I know that the undecorated
CodegenConfigurator
is serializable because I made it so that it was: https://github.com/swagger-api/swagger-codegen/blob/master/modules/swagger-codegen/src/main/java/io/swagger/codegen/config/CodegenConfigurator.java#L38 Is this because of the extensions plugin?
b
jlleitschuh: it could be something related to that value being exposed as an extension and thus decorated
@oehme any insight on ☝️ ?
j
Is there a simple thing I can cast it to to get the undecorated instance of the object?
b
There’s no undecorated instance unfortunately
The type given to
ExtensionContainer#create
is implicitly subclassed and it’s that subclass that gets instantiated
The getter would need to create an undecorated instance explicitly and copy the data
o
That’s right, our DSL decorators are not serializable
j
@oehme Is there a way to get the decorated class? Is there some object that I can cast it to? Is there some variable that I can pull out of it that has a reference to the decorated class?
Or is there some way to use an extentions object as a task input?
o
Using an extension as a task input is not a good idea: Users might modify it through the task object, thinking that it only affects that task, but actually modifying an object that all tasks share.

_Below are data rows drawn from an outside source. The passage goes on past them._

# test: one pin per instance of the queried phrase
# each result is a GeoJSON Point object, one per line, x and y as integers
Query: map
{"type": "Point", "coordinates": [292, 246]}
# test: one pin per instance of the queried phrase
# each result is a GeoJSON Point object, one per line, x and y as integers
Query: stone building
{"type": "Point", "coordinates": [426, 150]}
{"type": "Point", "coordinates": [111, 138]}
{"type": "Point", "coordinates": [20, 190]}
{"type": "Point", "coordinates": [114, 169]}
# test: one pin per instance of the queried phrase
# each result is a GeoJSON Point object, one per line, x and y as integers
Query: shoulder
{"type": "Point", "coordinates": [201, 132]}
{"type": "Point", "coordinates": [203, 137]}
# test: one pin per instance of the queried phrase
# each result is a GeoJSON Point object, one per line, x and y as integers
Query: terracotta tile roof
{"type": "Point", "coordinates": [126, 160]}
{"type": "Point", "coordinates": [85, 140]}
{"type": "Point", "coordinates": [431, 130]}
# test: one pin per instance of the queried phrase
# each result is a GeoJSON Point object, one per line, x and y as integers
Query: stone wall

Instead each task should have its own properties and the extension object should only have properties that are cross-cutting and use project.afterEvaluate (or convention mapping, which is effectively public because we know everyone uses it) to transfer the values from the extension to the task. For example, we don’t have
incrementalCompile
on the Java plugin extension, but instead the user configures it on the
JavaCompile
tasks themselves. The Java plugin extension only provides things that are cross-cutting, e.g.
SourceSet
declarations (which are used by several tasks).
Also I’d strongly encourage you to write a configuration object for Gradle instead of using a
Serializable
blob. That way users will get better reporting like “Out of date because
apiPackage
changed" instead of “out of date because configuration changed”.